AI Can Help Us Better Understand How Music Influences Our Emotions

The technique could have applications for music therapy.
Chris Young

Most people today have a soundtrack to their everyday lives — heavy beats for workouts and ambient sounds for work. According to a group of researchers, machine learning can be used to understand the way music influences our minds.

The scientists' new paper suggests that it might be possible to reverse-engineer the physiological effects of music.


Mapping the effects of music

In their new paper, researchers at the University of Southern California mapped out the way different factors in music, such as pitch, rhythm, and harmony, affect different types of brain activity, physiological reactions, and emotions. They say machine learning can be used to learn these reactions and predict how a piece of music will affect a person.

The research might eventually lead to the engineering of targeted musical experiences. 

The study is part of the lab's broader aim to understand the way different forms of media affect people's brains and bodies.

Happy and sad songs

The researchers looked for songs on Spotify with few listens so as to avoid confounding variables, MIT Technology Review says.

Human testers were used to narrow a list of songs down to three: two that reliably induced sadness in listeners (Ólafur Arnalds’s “Fyrsta” and Michael Kamen’s “Discovery of the Camp”) and one that reliably induced happiness (Lullatone’s “Race Against the Sunset”).

One hundred participants who had not heard the songs were then asked to listen to all three.

They did this while having an fMRI scan taken or wearing a pulse, heat, and electricity sensor on their skin. The participants were also asked to rate the intensity of their emotions on a scale of 0 to 10.

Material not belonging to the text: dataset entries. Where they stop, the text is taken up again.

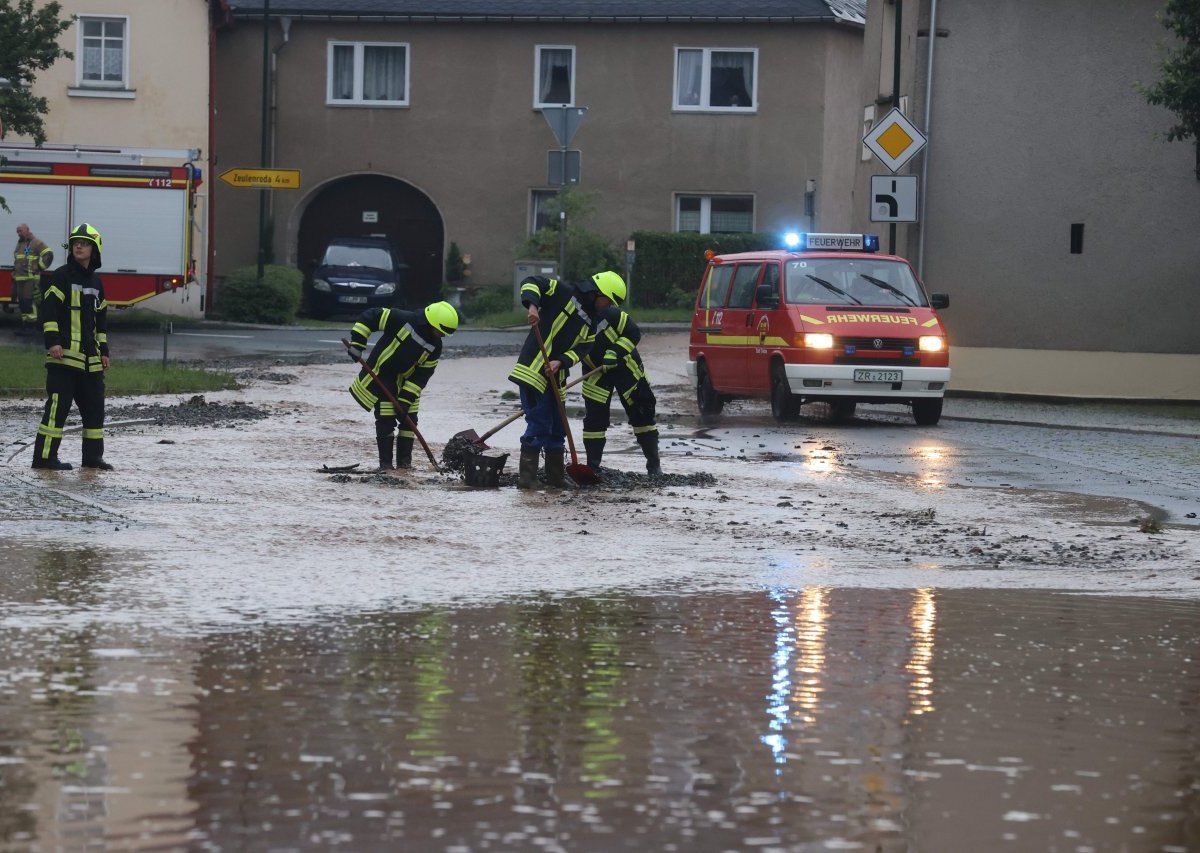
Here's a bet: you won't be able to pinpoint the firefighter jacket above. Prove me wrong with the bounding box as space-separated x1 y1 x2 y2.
509 276 595 394
12 238 54 282
37 252 108 373
350 308 442 415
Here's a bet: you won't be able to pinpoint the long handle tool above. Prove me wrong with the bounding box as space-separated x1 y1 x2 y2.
342 337 443 474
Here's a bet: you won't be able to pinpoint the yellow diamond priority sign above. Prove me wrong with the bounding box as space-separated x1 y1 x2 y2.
863 109 926 172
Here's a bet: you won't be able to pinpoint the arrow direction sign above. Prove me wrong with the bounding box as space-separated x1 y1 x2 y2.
541 107 588 148
221 169 300 190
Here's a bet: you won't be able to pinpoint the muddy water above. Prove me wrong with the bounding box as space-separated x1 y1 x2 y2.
0 571 1200 851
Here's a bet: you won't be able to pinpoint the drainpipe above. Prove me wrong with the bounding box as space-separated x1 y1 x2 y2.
917 0 937 274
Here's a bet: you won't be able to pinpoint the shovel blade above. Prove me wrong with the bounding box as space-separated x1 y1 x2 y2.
566 462 600 486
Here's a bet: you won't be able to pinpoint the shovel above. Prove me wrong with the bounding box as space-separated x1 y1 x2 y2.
450 367 604 452
533 324 600 486
342 337 443 474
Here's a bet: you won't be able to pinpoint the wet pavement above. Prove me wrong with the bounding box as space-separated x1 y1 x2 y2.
0 335 1200 851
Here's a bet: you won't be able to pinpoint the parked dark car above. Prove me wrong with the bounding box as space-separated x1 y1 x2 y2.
305 236 408 317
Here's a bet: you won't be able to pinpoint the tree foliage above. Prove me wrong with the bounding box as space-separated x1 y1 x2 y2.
0 0 73 145
1142 0 1200 179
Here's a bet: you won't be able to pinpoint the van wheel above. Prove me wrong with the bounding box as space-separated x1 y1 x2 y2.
770 364 800 421
912 397 942 426
829 400 858 424
696 364 725 415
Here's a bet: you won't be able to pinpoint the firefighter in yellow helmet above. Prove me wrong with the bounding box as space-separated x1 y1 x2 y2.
34 223 113 470
349 302 458 470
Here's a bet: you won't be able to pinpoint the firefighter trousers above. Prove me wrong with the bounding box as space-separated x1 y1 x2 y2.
34 365 104 463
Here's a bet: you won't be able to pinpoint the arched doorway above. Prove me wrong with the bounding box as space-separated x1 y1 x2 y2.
296 175 445 307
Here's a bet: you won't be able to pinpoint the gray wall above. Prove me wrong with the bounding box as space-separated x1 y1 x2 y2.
215 20 862 289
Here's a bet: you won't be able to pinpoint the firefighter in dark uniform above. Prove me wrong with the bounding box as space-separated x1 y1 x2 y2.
34 223 113 470
583 305 662 476
350 302 458 470
509 271 625 488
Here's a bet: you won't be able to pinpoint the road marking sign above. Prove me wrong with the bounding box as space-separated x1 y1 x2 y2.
221 169 300 190
871 175 917 222
863 109 928 172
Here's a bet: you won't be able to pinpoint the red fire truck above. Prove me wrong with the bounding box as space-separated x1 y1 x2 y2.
0 145 200 310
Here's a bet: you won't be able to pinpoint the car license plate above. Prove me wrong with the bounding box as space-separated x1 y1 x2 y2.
854 371 904 382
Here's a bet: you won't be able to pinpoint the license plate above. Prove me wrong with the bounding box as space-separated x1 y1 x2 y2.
854 371 904 382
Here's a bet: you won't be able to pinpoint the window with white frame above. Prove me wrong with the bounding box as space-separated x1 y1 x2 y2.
674 48 758 112
76 16 130 89
529 190 558 234
533 44 575 109
676 194 754 234
325 42 408 107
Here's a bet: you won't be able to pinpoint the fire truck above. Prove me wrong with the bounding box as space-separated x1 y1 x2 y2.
0 144 204 316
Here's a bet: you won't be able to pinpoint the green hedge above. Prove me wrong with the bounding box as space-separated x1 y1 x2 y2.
630 232 782 308
209 264 304 325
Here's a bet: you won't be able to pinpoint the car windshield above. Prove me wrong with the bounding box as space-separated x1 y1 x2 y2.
320 245 391 270
784 257 926 305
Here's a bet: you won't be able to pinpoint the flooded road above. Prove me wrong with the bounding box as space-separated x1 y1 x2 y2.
0 338 1200 851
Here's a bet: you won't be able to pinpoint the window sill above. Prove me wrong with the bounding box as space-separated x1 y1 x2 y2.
67 86 138 101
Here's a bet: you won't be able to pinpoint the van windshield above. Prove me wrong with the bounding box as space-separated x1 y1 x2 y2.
784 258 928 306
320 244 391 270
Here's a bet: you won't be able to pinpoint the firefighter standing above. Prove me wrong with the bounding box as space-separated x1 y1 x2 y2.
509 271 625 488
12 223 54 322
583 305 662 476
34 223 113 470
349 302 458 470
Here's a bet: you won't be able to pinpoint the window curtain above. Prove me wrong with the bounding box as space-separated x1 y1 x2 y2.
362 47 404 101
676 50 704 107
709 50 754 107
331 44 354 101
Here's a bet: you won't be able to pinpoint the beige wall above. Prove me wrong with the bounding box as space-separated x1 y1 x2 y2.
215 20 860 283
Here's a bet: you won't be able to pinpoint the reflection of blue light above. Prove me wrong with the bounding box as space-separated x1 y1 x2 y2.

Creating highly evocative music

The researchers then fed the data into several machine-learning algorithms and studied, which features most strongly predicted specific responses. They learned, for example, that the brightness of a song (measured via the level of its medium and high frequencies) were strong indicators for affecting a listener's heart rate and brain activity.

While the research is in its very early stages, the scientists believe it could eventually be used to design music specifically catered to an individual. It can better allow film directors to create a movie soundtrack that will have the effect they desire on an audience. Also, it can be used to help patients with mental health challenges and stimulate specific parts of their brains.